La sua ultima trasmissione dalle onde di radio Dwar svelò un finanziamento da 3,9 miliardi di pesos (70 milioni di euro) versato al governo provinciale dalle autorità di Manila quando al governo era Gloria Arroyo, ora agli arresti, per garantire la "sicurezza" alle compagnie private che operano nell'estrazione del gas naturale, la nuova frontiera dello sfruttamento ambientale. All'uscita dalla diretta, in un negozietto di vestiti usati, trovò i killer assoldati per ucciderlo. Ortega condivideva la passione per gli animali e l'ambiente con la moglie Patty, anche lei veterinaria, e ben cinque figli decisi a continuare sulle orme del padre. Per vendicarne a modo loro la morte, i più grandicelli hanno tempestato di richieste e petizioni i politici nazionali perché punissero i colpevoli, e una volta tanto la giustizia ha fatto - almeno in parte - il suo corso. L'ultimo arresto - dopo quello di un amministratore provinciale - è avvenuto proprio pochi giorni fa, quando un certo Arturo Regalado, uomo dell'ex governatore Joel Reyes, si è consegnato al sindaco di Puerto Princesa. Ma l'ex governatore, suo fratello e un altro sospetto sono ancora latitanti, mentre un testimone vive nascosto per paura di rappresaglie e delle azioni "legali" degli avvocati di Reyes.

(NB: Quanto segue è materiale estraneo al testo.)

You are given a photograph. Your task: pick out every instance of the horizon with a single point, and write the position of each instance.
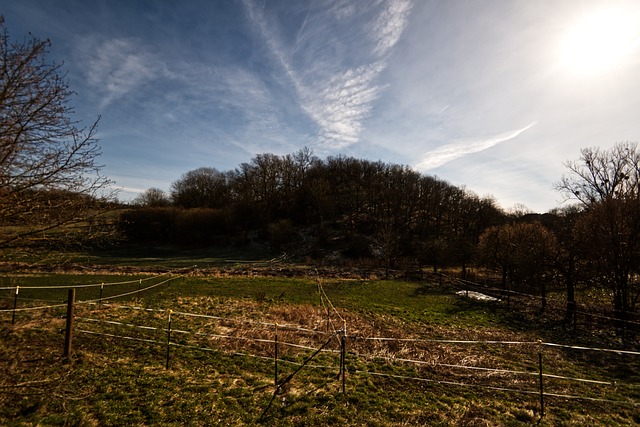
(492, 97)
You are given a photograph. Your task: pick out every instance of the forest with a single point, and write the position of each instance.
(347, 210)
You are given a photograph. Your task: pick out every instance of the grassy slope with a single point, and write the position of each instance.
(117, 382)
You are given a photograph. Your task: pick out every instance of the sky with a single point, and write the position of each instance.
(494, 95)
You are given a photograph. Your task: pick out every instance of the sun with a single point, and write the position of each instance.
(600, 42)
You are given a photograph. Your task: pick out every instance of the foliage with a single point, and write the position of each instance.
(49, 175)
(607, 183)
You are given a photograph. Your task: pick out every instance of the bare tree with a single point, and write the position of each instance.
(49, 176)
(200, 188)
(152, 197)
(607, 183)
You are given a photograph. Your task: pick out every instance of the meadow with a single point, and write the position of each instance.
(416, 353)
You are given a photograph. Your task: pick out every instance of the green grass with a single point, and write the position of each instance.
(111, 381)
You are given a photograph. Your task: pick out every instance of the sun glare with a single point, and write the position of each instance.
(600, 42)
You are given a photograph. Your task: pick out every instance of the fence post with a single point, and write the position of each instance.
(275, 359)
(168, 340)
(15, 304)
(68, 336)
(541, 378)
(343, 345)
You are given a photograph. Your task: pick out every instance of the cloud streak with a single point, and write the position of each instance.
(117, 67)
(336, 98)
(447, 153)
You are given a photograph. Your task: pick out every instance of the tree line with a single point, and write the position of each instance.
(332, 209)
(395, 217)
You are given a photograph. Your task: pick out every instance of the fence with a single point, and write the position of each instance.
(496, 365)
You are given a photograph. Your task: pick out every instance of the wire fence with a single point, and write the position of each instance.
(491, 365)
(535, 368)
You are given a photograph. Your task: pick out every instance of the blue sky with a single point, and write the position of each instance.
(492, 95)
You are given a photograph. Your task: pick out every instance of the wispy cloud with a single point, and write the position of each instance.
(116, 67)
(390, 24)
(336, 98)
(449, 152)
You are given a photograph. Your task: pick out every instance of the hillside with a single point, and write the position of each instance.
(415, 354)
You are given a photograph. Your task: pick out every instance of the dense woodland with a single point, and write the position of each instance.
(335, 210)
(343, 209)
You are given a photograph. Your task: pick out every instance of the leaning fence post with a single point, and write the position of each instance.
(168, 340)
(541, 376)
(275, 359)
(68, 336)
(15, 304)
(343, 345)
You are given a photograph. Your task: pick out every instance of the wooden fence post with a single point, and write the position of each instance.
(275, 359)
(343, 345)
(68, 336)
(541, 376)
(168, 340)
(15, 304)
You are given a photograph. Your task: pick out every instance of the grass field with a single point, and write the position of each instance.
(221, 364)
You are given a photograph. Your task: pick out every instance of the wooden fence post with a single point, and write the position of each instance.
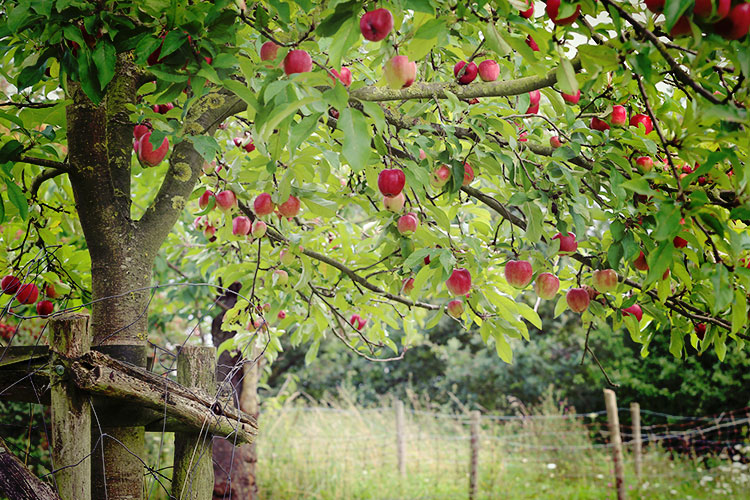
(474, 461)
(635, 417)
(613, 421)
(69, 338)
(193, 475)
(400, 438)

Dal giorno dell'omicidio ambientalisti, missionari, attivisti dei diritti umani e gente comune, a suo tempo ospiti dei programmi radio di Doc Gerry, hanno cercato di non lasciar passare invano la morte del giornalista-veterinario. Tra loro, l'avvocato Robert Chan, a sua volta minacciato più volte che dice: "Per i turisti Palawan è una cartolina, ma stiamo già perdendo la sua biodiversità, le erbe medicinali, le foreste più vecchie, le mangrovie, la barriera corallina". Chan ricorda anche l'assassinio di almeno quattro giovani impiegati delle comunità locali con i quali collaborava per impedire gli abusi delle compagnie: "Uno di loro, nel 2006 fu seviziato e torturato, poi gli assassini abbandonarono il suo corpo mutilato sul tratto di spiaggia che stava difendendo dal taglio delle mangrovie".

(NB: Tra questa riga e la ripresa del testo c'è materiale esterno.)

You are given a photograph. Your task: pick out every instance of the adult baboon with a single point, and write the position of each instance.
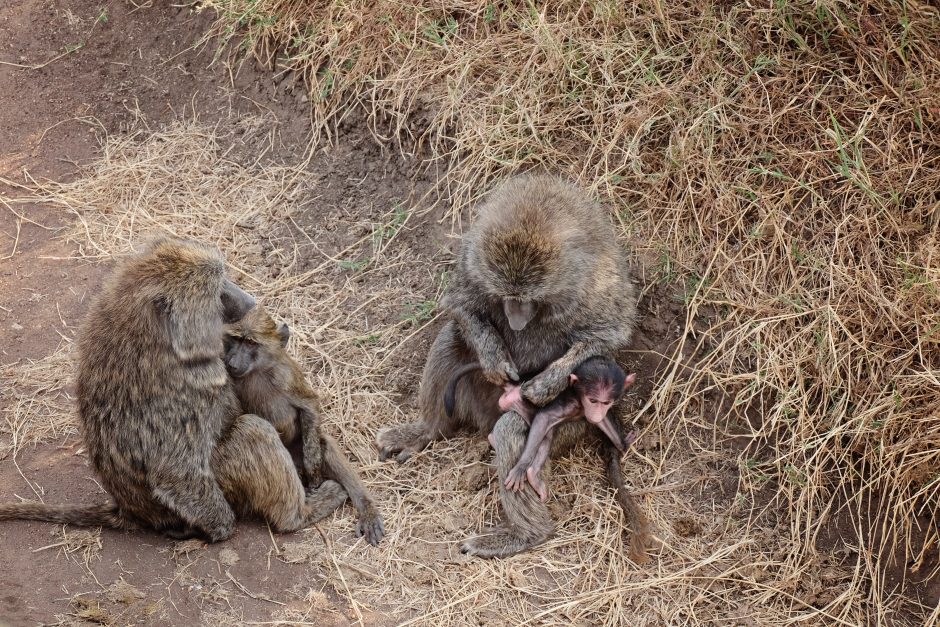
(541, 285)
(158, 413)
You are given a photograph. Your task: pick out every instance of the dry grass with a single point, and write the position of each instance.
(779, 163)
(716, 562)
(780, 159)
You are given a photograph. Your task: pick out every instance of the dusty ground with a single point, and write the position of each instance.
(361, 228)
(113, 69)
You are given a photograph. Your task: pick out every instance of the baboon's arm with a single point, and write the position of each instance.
(549, 383)
(543, 424)
(495, 360)
(313, 451)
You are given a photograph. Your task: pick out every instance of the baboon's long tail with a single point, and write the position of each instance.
(98, 515)
(450, 392)
(337, 467)
(640, 526)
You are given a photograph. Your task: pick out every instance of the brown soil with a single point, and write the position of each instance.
(136, 67)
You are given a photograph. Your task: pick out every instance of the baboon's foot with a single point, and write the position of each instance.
(501, 541)
(323, 501)
(535, 480)
(370, 526)
(402, 441)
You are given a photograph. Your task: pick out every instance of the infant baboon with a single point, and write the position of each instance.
(541, 284)
(159, 416)
(270, 383)
(596, 385)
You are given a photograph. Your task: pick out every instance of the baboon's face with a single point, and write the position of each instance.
(255, 342)
(235, 302)
(597, 399)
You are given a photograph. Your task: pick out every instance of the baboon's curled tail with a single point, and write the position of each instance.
(337, 467)
(99, 515)
(640, 539)
(450, 392)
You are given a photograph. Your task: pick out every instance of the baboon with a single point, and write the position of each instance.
(159, 415)
(596, 385)
(541, 284)
(270, 383)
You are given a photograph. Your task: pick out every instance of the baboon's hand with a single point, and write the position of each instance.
(371, 527)
(543, 388)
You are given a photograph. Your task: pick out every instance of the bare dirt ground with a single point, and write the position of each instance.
(358, 249)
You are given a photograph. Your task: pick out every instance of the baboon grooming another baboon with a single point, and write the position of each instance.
(270, 383)
(158, 413)
(541, 285)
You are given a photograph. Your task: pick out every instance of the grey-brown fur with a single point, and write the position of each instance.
(270, 383)
(541, 257)
(159, 417)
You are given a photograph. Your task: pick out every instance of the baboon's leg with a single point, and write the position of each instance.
(337, 467)
(313, 452)
(258, 477)
(526, 521)
(197, 500)
(476, 400)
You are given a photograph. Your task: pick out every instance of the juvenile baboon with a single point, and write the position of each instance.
(158, 413)
(541, 284)
(270, 383)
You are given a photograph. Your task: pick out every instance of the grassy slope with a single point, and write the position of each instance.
(779, 159)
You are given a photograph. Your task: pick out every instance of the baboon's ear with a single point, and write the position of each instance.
(195, 330)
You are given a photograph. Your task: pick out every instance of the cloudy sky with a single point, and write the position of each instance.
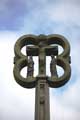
(20, 17)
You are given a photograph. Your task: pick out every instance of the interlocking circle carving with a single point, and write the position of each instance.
(21, 60)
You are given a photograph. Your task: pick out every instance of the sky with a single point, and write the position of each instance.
(20, 17)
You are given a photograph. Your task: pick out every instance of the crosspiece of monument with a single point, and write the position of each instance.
(42, 46)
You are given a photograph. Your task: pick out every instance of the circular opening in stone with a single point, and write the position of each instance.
(23, 50)
(23, 72)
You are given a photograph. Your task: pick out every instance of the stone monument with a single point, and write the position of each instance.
(42, 46)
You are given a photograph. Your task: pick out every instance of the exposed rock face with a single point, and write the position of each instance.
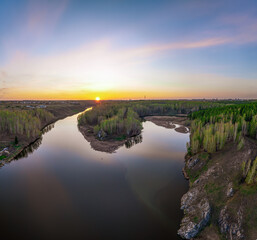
(230, 190)
(231, 228)
(197, 215)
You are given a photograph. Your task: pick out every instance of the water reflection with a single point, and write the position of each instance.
(133, 141)
(35, 145)
(67, 190)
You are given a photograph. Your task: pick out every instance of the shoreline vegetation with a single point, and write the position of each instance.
(220, 164)
(22, 123)
(111, 124)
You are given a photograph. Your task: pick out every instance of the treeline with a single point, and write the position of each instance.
(123, 117)
(23, 122)
(212, 128)
(112, 120)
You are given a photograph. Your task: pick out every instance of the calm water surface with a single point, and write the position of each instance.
(66, 190)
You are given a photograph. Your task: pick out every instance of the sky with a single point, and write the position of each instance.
(136, 49)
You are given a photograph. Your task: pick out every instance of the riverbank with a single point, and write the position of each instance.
(12, 149)
(219, 203)
(170, 122)
(108, 146)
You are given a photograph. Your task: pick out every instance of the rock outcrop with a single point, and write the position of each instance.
(231, 228)
(197, 213)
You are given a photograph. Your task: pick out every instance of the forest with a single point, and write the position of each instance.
(123, 118)
(212, 128)
(23, 122)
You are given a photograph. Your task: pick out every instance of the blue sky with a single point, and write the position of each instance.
(128, 49)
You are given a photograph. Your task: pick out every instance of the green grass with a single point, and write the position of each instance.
(120, 138)
(2, 157)
(204, 156)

Da quando vicino ai vecchi giacimenti ne sono stati scoperti di più vasti in un tratto di mare chiamato Sampaguita, pescatori e tribù lungo le coste potrebbero trovarsi di fronte un nemico più potente di qualche politico locale. Nella guerra dello sfruttamento sono entrate le grandi compagnie cinesi, forti delle pretese territoriali di Pechino su quasi tutto il mare cinese meridionale.